Sparks has seen some major cost savings at companies that have used this technology to separate, and then reuse water and chemicals: "Their chemical costs have dropped up to 70 percent, and the water costs have fallen by 20 percent."

At Ford Motor Co.'s Dearborn, MI plant, the Suparator® removes preservative oil from pickup truck door "blanks" before the doors are formed in a giant press. The steel blanks have to be cleaned of oil and any dirt (or other foreign matter) prior to being stamped.

Daimler-Chrysler has successfully deployed the same technology in paint-line operations, resulting in a superior finish for the high-end Mercedes vehicle product line in whichfluid quality is directly related to finish quality. The Daimler facility in Sindelfingen, Germany has achieved a carbon dioxide emission reduction equal to the auto emissions from 1.5 million kilometers by not having to re-heat replacement water.

The technology has also already been deployed on an exploratory basis in pharmaceutical solvent extractions, plastics and ballistic fiber production, petrochemical plant effluent pre-treatment, crude washing, in addition to other applications. In every instance, Suparator® more effectively removed the contaminating fluid from the aqueous stream than existing methods.

In Colorado, this technology has been assisting a water reclaimer supplying hydraulic fracturing water to Haliburton and other oil well production services firms. The Suparator® results surprised the seasoned professionals by recovering nearly 1,000 gallons of crude oil from a contaminated "produced water" source in less than four hours. The crude had a measured 500-PPM water. This low water content allowed the oil to be sold immediately at a significant profit to the water reclaimer.

Previously, the reclaimer was unable to remove the contaminated oil with a low enough water content for the market, and he had to have the water/oil mixture skimmed and hauled off at a significant expense.

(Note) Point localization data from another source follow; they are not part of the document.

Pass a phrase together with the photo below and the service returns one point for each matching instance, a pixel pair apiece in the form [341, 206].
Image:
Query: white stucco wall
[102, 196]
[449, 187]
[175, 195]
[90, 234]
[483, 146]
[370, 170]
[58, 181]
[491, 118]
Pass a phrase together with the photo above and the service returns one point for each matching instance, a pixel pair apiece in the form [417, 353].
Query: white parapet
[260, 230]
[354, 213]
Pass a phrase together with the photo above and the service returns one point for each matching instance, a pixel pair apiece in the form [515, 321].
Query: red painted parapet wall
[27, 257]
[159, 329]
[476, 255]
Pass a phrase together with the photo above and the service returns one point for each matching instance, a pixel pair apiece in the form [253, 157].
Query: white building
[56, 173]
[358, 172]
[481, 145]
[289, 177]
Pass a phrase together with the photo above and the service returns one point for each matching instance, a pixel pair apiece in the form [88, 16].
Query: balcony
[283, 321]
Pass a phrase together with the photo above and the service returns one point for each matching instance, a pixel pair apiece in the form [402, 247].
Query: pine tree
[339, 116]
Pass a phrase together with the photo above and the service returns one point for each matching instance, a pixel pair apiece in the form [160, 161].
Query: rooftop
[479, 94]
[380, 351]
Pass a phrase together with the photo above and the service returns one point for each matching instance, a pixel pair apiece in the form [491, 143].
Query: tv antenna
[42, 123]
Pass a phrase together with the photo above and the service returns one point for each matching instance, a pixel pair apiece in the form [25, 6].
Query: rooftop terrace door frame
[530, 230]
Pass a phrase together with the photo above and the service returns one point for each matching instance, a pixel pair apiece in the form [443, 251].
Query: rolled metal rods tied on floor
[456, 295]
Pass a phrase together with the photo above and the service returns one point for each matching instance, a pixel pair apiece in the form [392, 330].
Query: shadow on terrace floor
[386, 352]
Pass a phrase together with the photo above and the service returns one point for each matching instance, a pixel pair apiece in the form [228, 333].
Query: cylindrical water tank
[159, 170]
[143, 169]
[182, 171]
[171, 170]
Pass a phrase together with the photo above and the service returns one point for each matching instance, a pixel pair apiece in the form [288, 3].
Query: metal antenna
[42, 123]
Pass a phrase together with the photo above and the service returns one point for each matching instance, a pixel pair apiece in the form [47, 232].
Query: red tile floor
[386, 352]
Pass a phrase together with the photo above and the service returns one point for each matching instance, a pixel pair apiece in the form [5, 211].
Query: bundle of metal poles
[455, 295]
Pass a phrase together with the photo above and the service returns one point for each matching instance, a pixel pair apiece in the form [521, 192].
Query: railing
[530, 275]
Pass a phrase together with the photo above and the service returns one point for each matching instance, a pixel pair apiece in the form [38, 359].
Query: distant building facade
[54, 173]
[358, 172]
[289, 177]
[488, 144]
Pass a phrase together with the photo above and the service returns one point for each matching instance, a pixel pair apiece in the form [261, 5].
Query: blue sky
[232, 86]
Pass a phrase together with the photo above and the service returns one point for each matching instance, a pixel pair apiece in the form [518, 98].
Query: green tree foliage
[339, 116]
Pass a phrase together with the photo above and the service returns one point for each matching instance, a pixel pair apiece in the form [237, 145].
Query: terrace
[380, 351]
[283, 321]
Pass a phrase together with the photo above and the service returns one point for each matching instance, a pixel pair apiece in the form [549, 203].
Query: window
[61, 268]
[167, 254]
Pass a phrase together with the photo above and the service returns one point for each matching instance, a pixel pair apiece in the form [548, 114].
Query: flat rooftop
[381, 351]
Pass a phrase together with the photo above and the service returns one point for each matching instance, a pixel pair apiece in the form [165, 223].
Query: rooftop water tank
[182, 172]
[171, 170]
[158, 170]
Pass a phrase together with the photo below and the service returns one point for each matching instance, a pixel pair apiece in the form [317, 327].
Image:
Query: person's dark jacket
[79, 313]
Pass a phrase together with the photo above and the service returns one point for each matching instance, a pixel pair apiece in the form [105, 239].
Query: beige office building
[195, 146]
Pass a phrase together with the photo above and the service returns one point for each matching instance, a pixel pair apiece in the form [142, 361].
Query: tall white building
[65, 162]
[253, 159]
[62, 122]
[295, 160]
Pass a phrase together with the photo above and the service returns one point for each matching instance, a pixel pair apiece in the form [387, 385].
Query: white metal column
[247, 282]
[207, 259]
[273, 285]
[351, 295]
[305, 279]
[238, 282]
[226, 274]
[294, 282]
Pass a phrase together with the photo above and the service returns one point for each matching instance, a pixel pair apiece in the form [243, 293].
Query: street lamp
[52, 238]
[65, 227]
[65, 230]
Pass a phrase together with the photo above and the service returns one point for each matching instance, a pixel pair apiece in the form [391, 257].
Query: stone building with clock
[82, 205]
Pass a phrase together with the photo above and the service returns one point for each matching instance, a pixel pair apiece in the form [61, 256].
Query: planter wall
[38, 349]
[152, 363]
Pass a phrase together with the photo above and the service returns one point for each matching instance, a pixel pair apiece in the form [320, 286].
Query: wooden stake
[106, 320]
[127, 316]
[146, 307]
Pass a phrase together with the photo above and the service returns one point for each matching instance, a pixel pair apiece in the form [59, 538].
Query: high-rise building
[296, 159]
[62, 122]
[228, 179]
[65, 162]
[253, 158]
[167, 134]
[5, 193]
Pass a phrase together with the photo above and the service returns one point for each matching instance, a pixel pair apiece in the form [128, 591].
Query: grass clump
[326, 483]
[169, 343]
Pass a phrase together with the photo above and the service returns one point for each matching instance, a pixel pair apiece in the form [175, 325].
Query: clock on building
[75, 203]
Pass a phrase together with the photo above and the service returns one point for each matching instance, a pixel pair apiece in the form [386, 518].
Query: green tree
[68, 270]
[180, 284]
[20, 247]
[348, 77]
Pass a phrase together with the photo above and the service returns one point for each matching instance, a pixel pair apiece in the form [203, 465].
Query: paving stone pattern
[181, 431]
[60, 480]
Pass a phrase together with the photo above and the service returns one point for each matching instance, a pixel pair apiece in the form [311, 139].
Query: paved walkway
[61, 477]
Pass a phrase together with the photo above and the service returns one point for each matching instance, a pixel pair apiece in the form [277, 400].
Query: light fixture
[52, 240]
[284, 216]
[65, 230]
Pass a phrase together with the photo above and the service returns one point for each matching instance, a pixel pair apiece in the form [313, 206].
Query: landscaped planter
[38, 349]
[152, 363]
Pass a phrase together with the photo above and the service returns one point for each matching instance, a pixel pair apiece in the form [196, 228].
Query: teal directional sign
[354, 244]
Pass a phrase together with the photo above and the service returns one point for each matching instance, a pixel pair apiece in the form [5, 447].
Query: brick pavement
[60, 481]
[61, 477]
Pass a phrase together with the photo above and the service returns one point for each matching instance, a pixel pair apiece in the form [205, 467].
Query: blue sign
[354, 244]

This inversion of the revenue stream is typical of a technology that represents a completely new breakthrough.

It is clear that by reducing industry's voracious appetite for clean water through point-of-use recycling saves significant money. At the same time, other resources are conserved along with the water, and energy may be conserved and uptime improved, all of which contributes to improved competitiveness.

In addition to providing a viable new means for industry to relieve its pressure on the limited supply of fresh water, dynamic separation also fundamentally changes the focus on water treatment. Instead of cleaning of the most contaminated industrial pollution, the new focus is on in-house pre-treatment and reuse to save costs and preserve water in the same way that any other industrial process component would be preserved and maintained.